Statistical Equilibrium Computations of Coherent Structures in Turbulent Shear Layers

• Published in: SIAM journal on scientific computing Vol. 17; no. 6; pp. 1414 - 1433
• Main Authors: Turkington, Bruce, Whitaker, Nathaniel
• Format: Journal Article
• Language: English
• Published: Philadelphia, PA Society for Industrial and Applied Mathematics 01.11.1996
• Subjects: Algorithms; Applied mathematics; Boundary conditions; Boundary layer and shear turbulence; Classical and quantum physics: mechanics and fields; Classical mechanics of continuous media: general mathematical aspects; Computational methods in fluid dynamics; Entropy; Equilibrium; Exact sciences and technology; Fluid dynamics; Fluid mechanics: general mathematical aspects; Fundamental areas of phenomenology (including applications); Inviscid flows with vorticity; Laminar flows; Numerical analysis; Physics; Probability distribution; Reynolds number; Turbulent flows, convection, and heat transfer; Vortices; Statistical method; Statistical equilibrium; Turbulent shear layer; Optimization method; Coherent structure; Maximum entropy method; Two dimensional turbulence
• ISSN: 1064-8275; 1095-7197
• DOI: 10.1137/S1064827593251708

A numerical method is developed to treat the statistical equilibrium model of coherent structures in two-dimensional turbulence. In this model the vorticity, which fluctuates on a microscopic scale, is described macroscopically by a local probability distribution. A coherent vortex is identified with a most probable macrostate, which maximizes entropy subject to the constraints dictated by the complete family of conserved quantities for incompressible, inviscid flow.
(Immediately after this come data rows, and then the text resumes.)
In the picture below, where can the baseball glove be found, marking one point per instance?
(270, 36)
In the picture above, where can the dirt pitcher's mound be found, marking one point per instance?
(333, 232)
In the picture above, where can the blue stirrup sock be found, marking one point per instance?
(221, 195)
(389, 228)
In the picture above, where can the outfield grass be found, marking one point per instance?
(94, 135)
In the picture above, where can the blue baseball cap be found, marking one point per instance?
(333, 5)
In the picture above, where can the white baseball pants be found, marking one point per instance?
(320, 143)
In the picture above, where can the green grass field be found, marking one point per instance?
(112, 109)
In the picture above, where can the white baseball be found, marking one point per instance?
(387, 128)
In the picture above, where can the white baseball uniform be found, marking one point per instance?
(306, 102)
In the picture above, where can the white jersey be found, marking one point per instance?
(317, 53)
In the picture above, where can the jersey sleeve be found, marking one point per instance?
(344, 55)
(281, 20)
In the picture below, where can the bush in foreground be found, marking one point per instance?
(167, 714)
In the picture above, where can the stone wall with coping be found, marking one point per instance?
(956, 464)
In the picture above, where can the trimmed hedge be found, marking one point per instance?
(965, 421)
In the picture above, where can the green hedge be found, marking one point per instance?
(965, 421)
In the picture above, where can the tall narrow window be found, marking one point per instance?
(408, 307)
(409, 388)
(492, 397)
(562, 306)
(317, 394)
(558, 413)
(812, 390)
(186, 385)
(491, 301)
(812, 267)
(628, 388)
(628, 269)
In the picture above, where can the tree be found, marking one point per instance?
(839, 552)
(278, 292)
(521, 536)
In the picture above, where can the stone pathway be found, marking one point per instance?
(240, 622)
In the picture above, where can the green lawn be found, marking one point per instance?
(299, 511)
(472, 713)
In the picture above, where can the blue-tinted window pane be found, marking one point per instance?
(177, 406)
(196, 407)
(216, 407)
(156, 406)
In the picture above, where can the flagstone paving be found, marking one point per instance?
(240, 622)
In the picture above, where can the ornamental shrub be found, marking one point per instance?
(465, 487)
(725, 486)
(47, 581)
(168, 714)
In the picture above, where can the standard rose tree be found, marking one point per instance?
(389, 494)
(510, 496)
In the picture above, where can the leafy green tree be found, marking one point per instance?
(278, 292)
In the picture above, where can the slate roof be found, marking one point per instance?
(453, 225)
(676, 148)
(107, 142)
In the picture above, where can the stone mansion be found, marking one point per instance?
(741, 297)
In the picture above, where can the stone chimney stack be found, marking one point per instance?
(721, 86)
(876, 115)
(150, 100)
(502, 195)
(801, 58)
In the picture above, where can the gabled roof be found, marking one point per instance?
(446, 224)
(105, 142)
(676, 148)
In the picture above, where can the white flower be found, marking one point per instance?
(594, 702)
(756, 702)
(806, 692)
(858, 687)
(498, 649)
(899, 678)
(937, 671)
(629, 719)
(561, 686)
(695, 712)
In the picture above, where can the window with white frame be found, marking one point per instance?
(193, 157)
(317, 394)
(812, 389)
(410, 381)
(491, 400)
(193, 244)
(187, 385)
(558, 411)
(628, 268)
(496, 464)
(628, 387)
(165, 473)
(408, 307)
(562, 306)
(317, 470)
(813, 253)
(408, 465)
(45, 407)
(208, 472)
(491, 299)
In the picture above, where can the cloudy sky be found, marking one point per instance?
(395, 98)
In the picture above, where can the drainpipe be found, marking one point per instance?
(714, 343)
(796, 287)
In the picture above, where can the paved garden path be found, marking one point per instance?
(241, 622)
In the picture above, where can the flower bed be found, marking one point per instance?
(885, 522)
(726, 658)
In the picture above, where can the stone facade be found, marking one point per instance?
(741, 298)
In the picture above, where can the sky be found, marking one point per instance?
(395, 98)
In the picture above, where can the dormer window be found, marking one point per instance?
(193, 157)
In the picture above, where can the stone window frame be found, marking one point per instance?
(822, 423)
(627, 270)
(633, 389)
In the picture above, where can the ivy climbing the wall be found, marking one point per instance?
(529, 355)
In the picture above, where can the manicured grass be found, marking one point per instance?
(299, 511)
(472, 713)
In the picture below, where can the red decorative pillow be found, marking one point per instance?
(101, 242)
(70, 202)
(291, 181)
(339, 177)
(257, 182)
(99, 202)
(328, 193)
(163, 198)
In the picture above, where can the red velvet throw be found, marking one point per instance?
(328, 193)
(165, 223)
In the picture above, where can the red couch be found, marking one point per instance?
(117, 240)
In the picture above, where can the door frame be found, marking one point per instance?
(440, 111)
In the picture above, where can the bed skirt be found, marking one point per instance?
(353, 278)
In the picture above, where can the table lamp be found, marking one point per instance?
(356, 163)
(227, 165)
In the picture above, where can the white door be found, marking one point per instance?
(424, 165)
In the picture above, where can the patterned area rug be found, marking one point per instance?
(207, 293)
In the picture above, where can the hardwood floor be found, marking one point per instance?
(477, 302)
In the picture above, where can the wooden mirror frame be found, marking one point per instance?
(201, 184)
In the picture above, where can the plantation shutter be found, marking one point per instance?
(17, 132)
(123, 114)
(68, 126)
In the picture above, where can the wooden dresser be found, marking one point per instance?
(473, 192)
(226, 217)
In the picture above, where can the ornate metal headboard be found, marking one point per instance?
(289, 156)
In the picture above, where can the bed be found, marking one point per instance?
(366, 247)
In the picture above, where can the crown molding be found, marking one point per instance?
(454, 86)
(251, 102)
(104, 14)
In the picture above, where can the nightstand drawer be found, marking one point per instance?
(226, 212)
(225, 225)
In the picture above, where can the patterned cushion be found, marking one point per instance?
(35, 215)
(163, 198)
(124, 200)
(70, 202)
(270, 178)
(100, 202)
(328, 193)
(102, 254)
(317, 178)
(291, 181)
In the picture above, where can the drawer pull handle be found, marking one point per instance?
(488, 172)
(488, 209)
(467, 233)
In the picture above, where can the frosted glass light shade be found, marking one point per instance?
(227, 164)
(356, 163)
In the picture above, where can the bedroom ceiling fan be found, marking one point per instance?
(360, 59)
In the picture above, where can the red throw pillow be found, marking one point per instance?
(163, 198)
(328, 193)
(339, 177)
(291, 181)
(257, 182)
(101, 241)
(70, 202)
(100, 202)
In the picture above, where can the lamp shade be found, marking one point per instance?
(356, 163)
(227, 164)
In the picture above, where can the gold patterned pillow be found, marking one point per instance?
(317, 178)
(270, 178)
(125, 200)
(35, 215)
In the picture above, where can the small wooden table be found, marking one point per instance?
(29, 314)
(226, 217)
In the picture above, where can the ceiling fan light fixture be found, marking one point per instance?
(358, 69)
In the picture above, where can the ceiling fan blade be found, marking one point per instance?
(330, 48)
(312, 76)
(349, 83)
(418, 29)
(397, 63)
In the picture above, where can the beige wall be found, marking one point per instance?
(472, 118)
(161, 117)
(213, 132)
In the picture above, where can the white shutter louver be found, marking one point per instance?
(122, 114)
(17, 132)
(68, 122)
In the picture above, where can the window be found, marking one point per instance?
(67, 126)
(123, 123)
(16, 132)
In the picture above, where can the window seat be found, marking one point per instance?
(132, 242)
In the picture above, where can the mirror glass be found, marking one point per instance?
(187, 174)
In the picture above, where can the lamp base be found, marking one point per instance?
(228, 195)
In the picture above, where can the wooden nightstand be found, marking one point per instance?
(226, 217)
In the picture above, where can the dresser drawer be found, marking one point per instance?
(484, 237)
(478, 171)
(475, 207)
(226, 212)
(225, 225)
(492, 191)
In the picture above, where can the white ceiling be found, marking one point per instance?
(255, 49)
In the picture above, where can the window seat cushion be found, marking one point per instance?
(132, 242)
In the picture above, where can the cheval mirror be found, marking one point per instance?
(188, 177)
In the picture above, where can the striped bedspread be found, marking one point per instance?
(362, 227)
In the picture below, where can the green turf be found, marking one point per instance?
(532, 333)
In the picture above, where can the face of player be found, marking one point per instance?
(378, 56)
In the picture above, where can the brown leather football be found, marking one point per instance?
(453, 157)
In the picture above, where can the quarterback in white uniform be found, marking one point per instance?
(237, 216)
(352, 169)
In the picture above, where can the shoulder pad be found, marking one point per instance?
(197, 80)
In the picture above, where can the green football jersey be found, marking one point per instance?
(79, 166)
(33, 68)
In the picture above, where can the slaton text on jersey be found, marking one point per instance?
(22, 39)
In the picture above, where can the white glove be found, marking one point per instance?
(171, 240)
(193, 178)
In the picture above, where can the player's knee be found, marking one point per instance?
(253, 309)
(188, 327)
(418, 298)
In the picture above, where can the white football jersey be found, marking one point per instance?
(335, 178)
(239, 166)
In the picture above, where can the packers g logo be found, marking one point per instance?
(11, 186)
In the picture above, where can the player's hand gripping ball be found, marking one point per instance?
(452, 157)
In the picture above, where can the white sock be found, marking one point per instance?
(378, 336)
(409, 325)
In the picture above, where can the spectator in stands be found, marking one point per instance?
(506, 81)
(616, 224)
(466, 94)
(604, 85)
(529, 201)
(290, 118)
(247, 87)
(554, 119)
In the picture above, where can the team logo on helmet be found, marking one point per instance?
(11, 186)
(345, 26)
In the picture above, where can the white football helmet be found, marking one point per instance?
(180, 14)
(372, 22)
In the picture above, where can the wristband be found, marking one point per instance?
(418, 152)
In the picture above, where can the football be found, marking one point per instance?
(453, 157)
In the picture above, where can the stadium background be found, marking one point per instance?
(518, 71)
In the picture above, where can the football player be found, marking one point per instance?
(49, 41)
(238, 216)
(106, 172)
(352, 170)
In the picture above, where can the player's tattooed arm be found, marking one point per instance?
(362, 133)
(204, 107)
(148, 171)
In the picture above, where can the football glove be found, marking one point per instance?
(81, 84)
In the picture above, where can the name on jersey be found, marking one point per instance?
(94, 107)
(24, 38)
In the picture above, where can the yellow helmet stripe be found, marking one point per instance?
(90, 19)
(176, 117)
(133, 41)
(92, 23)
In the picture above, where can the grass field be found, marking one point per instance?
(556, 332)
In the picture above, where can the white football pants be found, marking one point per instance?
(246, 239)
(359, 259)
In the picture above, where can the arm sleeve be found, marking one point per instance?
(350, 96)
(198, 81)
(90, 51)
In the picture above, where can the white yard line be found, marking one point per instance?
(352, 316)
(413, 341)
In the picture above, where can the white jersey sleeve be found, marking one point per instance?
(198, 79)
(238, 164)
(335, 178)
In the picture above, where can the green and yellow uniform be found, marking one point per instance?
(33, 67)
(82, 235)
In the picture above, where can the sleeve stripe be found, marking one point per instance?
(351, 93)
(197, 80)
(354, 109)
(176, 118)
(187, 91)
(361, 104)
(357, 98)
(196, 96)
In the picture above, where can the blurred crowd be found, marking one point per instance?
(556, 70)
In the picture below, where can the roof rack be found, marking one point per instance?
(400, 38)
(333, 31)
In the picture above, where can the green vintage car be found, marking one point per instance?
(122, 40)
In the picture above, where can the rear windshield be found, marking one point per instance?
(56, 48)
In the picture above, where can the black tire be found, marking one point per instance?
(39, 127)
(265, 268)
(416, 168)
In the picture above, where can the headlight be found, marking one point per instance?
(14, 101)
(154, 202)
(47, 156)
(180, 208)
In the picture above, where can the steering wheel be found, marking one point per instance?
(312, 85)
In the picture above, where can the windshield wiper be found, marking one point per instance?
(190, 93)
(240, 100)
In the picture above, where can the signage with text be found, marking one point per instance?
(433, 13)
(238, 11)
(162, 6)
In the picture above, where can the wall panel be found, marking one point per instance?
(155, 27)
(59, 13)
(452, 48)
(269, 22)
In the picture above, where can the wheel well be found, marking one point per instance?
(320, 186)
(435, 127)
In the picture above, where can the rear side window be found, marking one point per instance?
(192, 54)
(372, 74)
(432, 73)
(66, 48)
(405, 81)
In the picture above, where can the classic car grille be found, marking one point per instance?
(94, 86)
Attention is focused on the special case corresponding to vortex patches, and a simple, robust, and efficient algorithm is proposed in this case. The form of the iterative algorithm and its convergence properties are derived from the variational structure of the statistical equilibrium problem. Solution branches are computed for the shear layer configuration, and the results are interpreted in terms of the dynamical phenomena of rollup and coalescence.